Adult gopher snakes are only limited to prey that is not wider than they are. But not all foods work equally well for feeding gopher snakes.

It’s Usually Best to Keep Gopher Snakes on a Steady Diet of Rodents

Rodents, a progression from pinky mice to fuzzy, hopper, small, medium, and jumbo mice, are usually the best option for feeding a gopher snake.

Whole rodents provide a gopher snake with all the nutrients it needs.

Gopher snakes even get all the vitamin D they need from the liver and blood of their prey animals, so they don’t need a special UV light source to stay healthy.

Of course, if you love snakes but you hate handling dead mice, you can feed your gopher snake almost any kind of animal food (never plants).

However, gopher snakes cannot get all the nutrition they need if they eat any of the following prey animals as their sole food source:

  • Chicken tenders don’t provide heme iron, vitamin D, copper, and zinc, although chicken gizzards do.
  • The white in raw eggs contains a compound called avidin that breaks down the B vitamin biotin in the gopher snake’s body. Cooking the egg destroys avidin, but your gopher snake cannot digest cooked eggs. Offer eggs only on rare occasions, when other foods are not available.
  • Many raw fish contains a different enzyme, thiaminase, that breaks down thiamine, vitamin B1. Giving your gopher snake too many fish will cause it to have neurological problems triggered by thiamine deficiency. An occasional raw fish is OK, but not more than every eight to ten feedings.

Gopher snakes should not be fed live prey. The problem with live adult mice is that they can fight back.

Mice can injure your snake.

Previously frozen dead rodents that you thaw at room temperature (never in the microwave) before feeding to your gopher snake are best.

What About Feeding Your Gopher Snake Actual Gophers?

It is never a good idea to feed your pet snake any kind of animal you catch in the wild. Wildlife often carries skin mites that can jump off the prey and onto your snake.

They may have intestinal parasites which will in turn start growing in your snake’s digestive tract.

And you can have the same problem with a live gopher in a trap that your snake has with a live mouse in its enclosure. The gopher will likely try to bite you.

You likewise never feed your snake mice or rats you have caught in traps.

These rodents may carry parasites, and they may have been exposed to poisons that made them easier to catch.

The poison that slowly kills a mouse or rat may make your snake sick.

How to Feed Your Gopher Snake?

A baby gopher snake needs to be fed after its first shed. When you find dead skin in your gopher snake’s enclosure, it is time to offer your pet snake its first meal.

Never feed your pet snake from your fingers. Snakes become extremely excited by the scent of food.

They don’t see very well.

They detect food by its temperature, and your fingers may have a stronger heat signature than they detect in the recently defrosted mouse you plan to feed them.

The safest way to feed a gopher snake is to pick up the rodent with tongs, and then display the food in front of the snake.

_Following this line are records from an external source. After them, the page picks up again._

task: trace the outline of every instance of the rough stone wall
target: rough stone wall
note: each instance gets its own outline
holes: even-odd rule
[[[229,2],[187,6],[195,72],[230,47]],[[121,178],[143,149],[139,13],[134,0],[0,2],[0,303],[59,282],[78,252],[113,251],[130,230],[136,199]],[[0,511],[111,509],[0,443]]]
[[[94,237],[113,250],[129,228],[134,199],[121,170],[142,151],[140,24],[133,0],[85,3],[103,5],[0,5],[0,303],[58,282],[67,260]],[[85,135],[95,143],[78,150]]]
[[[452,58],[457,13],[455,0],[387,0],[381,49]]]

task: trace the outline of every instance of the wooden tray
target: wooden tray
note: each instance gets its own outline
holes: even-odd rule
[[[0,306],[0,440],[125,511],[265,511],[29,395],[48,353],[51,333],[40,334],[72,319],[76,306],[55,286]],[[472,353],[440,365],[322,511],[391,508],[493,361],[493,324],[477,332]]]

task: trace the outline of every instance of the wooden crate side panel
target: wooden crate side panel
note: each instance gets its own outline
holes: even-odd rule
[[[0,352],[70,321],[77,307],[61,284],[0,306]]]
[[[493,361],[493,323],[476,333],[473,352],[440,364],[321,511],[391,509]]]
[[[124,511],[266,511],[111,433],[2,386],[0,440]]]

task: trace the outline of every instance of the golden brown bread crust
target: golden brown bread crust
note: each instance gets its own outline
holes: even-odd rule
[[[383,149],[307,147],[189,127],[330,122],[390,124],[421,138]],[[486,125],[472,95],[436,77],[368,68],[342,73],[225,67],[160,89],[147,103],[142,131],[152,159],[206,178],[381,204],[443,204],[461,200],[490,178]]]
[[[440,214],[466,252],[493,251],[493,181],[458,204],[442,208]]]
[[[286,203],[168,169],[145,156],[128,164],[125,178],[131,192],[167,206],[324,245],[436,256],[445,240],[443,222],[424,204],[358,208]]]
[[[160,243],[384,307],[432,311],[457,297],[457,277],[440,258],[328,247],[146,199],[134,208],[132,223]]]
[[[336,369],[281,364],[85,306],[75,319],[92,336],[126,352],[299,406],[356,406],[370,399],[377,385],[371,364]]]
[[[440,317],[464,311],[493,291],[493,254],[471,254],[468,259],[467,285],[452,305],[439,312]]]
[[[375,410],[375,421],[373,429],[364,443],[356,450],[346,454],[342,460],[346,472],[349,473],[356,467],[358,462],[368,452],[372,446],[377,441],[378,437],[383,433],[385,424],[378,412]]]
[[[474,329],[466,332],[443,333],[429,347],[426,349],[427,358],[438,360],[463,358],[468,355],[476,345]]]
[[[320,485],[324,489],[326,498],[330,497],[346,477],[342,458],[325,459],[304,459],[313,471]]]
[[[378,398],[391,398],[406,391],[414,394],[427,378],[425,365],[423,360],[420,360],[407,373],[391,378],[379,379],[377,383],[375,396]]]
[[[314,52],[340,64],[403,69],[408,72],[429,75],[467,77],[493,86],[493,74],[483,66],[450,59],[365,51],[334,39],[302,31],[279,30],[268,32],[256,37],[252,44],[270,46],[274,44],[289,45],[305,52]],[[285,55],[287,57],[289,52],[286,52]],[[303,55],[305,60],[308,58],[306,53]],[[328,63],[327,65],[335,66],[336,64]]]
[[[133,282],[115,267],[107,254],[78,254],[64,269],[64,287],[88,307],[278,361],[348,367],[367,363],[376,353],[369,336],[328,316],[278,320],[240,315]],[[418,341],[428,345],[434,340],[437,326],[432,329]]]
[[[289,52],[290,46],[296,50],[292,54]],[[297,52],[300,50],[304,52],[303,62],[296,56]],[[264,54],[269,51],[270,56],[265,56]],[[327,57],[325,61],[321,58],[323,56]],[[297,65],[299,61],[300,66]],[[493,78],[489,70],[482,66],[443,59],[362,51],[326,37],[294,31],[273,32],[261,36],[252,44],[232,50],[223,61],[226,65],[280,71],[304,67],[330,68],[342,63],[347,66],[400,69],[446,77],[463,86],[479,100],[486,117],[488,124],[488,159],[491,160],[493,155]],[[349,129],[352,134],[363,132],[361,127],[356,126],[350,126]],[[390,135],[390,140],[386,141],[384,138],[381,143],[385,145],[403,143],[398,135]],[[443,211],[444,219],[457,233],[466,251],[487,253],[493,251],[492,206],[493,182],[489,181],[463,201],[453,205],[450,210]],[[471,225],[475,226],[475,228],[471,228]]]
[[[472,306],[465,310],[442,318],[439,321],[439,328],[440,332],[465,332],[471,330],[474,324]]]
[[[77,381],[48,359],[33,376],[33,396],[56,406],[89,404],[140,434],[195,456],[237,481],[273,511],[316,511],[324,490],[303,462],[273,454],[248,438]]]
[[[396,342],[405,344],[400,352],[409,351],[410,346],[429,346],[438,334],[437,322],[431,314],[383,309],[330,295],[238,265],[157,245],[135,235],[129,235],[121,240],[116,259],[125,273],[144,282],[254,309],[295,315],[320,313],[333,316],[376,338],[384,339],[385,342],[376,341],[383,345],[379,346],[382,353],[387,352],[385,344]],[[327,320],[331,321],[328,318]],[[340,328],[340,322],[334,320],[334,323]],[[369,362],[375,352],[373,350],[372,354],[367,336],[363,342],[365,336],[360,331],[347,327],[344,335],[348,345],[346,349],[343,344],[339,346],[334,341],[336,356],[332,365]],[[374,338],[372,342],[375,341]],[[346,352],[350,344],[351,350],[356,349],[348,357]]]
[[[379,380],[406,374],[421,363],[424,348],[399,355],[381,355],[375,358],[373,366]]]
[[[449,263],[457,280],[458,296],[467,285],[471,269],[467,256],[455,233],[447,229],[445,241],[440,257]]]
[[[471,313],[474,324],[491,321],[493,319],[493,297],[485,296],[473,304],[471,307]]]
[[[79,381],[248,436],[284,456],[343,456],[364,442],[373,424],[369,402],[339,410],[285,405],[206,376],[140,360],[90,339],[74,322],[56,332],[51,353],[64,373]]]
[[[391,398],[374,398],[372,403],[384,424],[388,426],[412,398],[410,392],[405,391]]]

As soon as your pet snake has noticed its meal, replace the lid or door on its enclosure so it will not escape.

Don’t try to feed two gopher snakes in the same terrarium at the same time. They may both try to strike at the food at the same time.

One snake will miss, potentially biting the other snake or biting your hand.

Feeding bites from gopher snakes are painful because they use all of their teeth when they are holding on to the food.

You may have to pry a snake off your skin or its companion in its cage to get it free. Some of the snake’s teeth may break off in the process, and you will be left with a painful wound.

Always feed gopher snakes separately. Even better, provide your gopher snake with a second enclosure used exclusively for feeding.

Your snake will come to associate being picked up and placed in the second enclosure with mealtime.

It will be more eager to be held, and less likely to bite you when you need to reach into its cage.